The grasshopper put his head on one side and looked at Billy. Billy looked at the ground. Finally he spoke. "My teacher has so much worsted! I don't know how many cards you could sew with all she has—all colors too!"

The grasshopper put his head on the other side and looked at Billy. Billy began to feel very uncomfortable.

"Why don't you take it back and tell your teacher all about it?" asked the grasshopper.

"Take it back!" gasped Billy, "and give it to my teacher! I couldn't! I'll take it back and put it on the the floor."

"Mercy on us!" exclaimed the grasshopper, jumping over to another blade of grass, "Be a man! You will be happier after you have told her."

Now Billy knew that his teacher always stayed at kindergarten, after the children had gone, to "straighten up" and his kindergarten was right across the street. So he thought a moment and then jumped up. "You wait here till I come back!" And away he ran as fast as his little legs would carry him. But when he reached the kindergarten door, he stopped. His teacher was sitting with her back to the door, arranging the worsted in the large, linen worsted-case. She was humming a little song, too. Billy's heart beat fast, for he loved his teacher and thought her the most beautiful lady in all the world next to his mother. He started to run away, but he remembered the grasshopper's words, "Be a man!" So he put his little hand in his pocket and tip-toed into the room, right up to his teacher.

"O," she said, "I thought you were a little mouse, Billy!" She laughed as she said it but Billy looked very grave. He pulled his little fist out of his pocket, held it toward her and opened it.

"I bwought this back to you! I found it on the floor."

"And took it home?" asked his teacher, her beautiful eyes wide open.

"Yes," answered Billy, "I didn't think you would want it."

"And when you got home, you thought I would want it?" she asked.

Billy nodded. The tears had come to his eyes, though he had tried to keep them back.

"Thank you, Billy," she said in a low voice as she smoothed out the crumpled worsted and put it in the case. It was a little soiled but she did not seem to notice that.
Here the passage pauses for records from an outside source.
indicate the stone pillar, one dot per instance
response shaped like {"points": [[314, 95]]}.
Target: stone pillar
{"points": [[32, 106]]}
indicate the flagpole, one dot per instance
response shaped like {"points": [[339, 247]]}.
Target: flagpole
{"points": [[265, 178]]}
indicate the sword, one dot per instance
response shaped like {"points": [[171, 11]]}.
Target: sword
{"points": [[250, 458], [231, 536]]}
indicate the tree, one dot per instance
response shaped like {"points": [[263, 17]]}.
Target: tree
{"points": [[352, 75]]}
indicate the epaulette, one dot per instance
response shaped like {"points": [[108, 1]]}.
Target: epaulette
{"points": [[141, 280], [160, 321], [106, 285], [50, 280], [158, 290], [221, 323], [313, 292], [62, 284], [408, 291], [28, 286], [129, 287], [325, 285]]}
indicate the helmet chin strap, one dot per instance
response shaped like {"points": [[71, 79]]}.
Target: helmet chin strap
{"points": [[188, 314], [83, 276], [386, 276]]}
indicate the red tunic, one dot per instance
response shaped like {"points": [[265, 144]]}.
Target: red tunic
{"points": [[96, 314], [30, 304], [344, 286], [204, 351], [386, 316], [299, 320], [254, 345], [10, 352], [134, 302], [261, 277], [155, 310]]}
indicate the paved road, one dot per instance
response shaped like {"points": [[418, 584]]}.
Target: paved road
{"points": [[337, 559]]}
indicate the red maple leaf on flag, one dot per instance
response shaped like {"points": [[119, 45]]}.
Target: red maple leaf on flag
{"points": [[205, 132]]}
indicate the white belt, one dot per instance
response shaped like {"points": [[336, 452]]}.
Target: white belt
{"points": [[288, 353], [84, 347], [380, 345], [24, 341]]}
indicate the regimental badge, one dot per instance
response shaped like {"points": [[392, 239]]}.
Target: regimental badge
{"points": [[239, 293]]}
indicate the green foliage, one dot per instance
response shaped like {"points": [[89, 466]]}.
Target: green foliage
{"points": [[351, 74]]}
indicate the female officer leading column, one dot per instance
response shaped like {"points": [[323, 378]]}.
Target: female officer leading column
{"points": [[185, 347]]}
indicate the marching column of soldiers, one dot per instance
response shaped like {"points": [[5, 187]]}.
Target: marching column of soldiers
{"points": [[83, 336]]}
She put her arm around Billy and drew him close to her. "I am glad you brought the worsted back, Billy," she said, "for it shows me that you are a brave little man! It makes me love you very much."

Billy looked up at her with shining eyes. "I love you too!" he declared.

She kissed his forehead. "Now run home to your dinner!" she said. Billy ran as fast as he could until he saw the grasshopper. Then he stopped.

"You look very happy, Billy," said the grasshopper, "I guess you must have told your teacher all about it!"

"I did," cried Billy, "but how did you know it would make me happy? I did not think it would."

The grasshopper jumped over to another blade of grass, put his head on one side, and sang,

"Oh, I am a grasshopper, very, very wise! I know about everything underneath the skies!"

With that, he hopped such a big hop, Billy could not see where he went.

"Good-bye," called Billy and then he said to his sad little toys, "just wait till I have had my dinner and helped my mother with the dishes and I will come out and play with you!" and away he ran into the house, the happiest little boy in the world.

* * * * *

O ho!

Little boys and girls who are good! You've read these tales with me! Their secrets you know For you plainly show That you're good as good can be!